How Well Do You Really Know Coffee? Advanced Edition
Beyond the basics — extraction rates, processing methods, and the third wave. For serious coffee nerds.
Beyond the basics — extraction rates, processing methods, and the third wave. For serious coffee nerds.
The Specialty Coffee Association scores beans on a 100-point scale, and only lots that hit 80 or above earn the designation "specialty coffee." This advanced quiz digs into the science, economics, and craft behind that score -- from extraction chemistry and processing innovations to origin flavor profiles and espresso mechanics. If you can explain why water at 205 °F extracts differently than water at 185 °F, you're ready.
You'll answer 10 multiple-choice questions randomly drawn from a pool of 50. Each answer is followed by an instant explanation so you learn as you go. No signup, no timer -- just expert-level coffee knowledge on demand.
Questions span roasting science (Maillard reaction, first and second crack), brewing variables (grind size, brew ratio, TDS), processing methods (washed, natural, honey, anaerobic fermentation), water chemistry, espresso engineering at 9 bars of pressure, origin profiles from Ethiopia to Sumatra, decaf processing, coffee economics, and the health research linking moderate consumption to reduced all-cause mortality.
Third wave coffee is a movement that treats coffee as an artisanal food rather than a commodity.

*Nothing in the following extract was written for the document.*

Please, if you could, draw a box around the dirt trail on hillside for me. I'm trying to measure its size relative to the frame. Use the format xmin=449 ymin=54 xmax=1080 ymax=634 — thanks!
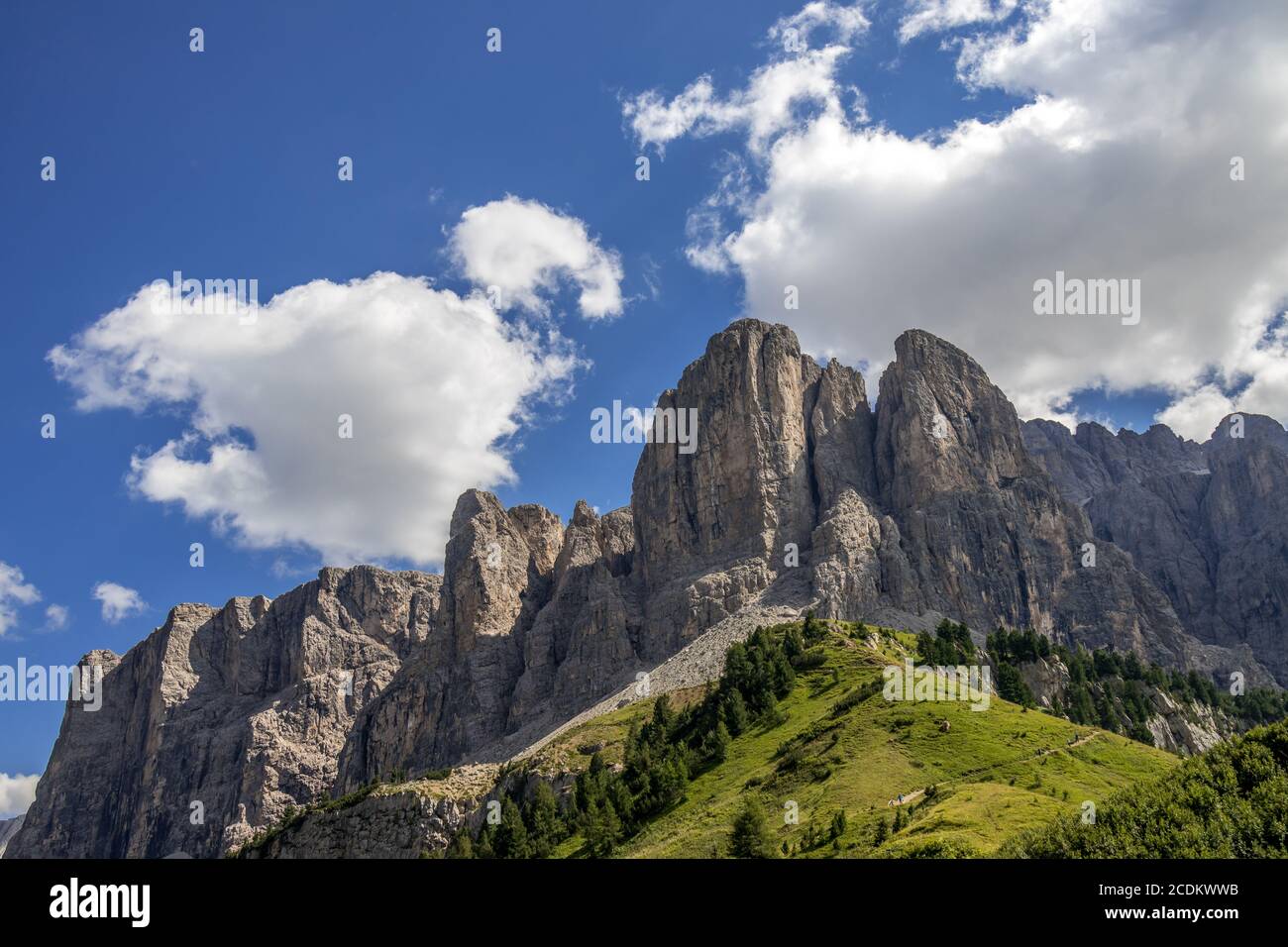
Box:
xmin=886 ymin=730 xmax=1100 ymax=806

It emphasizes single-origin sourcing, lighter roasts that highlight terroir, precise brewing parameters, and direct trade relationships with farmers. The first wave was mass-market consumption (e.g., Folgers), the second wave was espresso-bar culture (e.g., Starbucks), and the third wave focuses on quality, transparency, and craft.
The Specialty Coffee Association recommends brewing water between 195 °F and 205 °F (90.5-96 °C). Water below this range under-extracts, producing sour, thin coffee. Water above this range over-extracts, pulling out bitter compounds. Within the ideal range, hotter water extracts more quickly, so brew time and temperature should be balanced together.
In washed (wet) processing, the coffee cherry's fruit is removed before drying, producing a cleaner, brighter cup that highlights the bean's intrinsic flavors. In natural (dry) processing, the whole cherry is dried with the fruit still attached, allowing sugars to ferment into the bean and producing a fruitier, more full-bodied cup. Honey processing is a hybrid: some mucilage is left on during drying, landing between the two in flavor profile.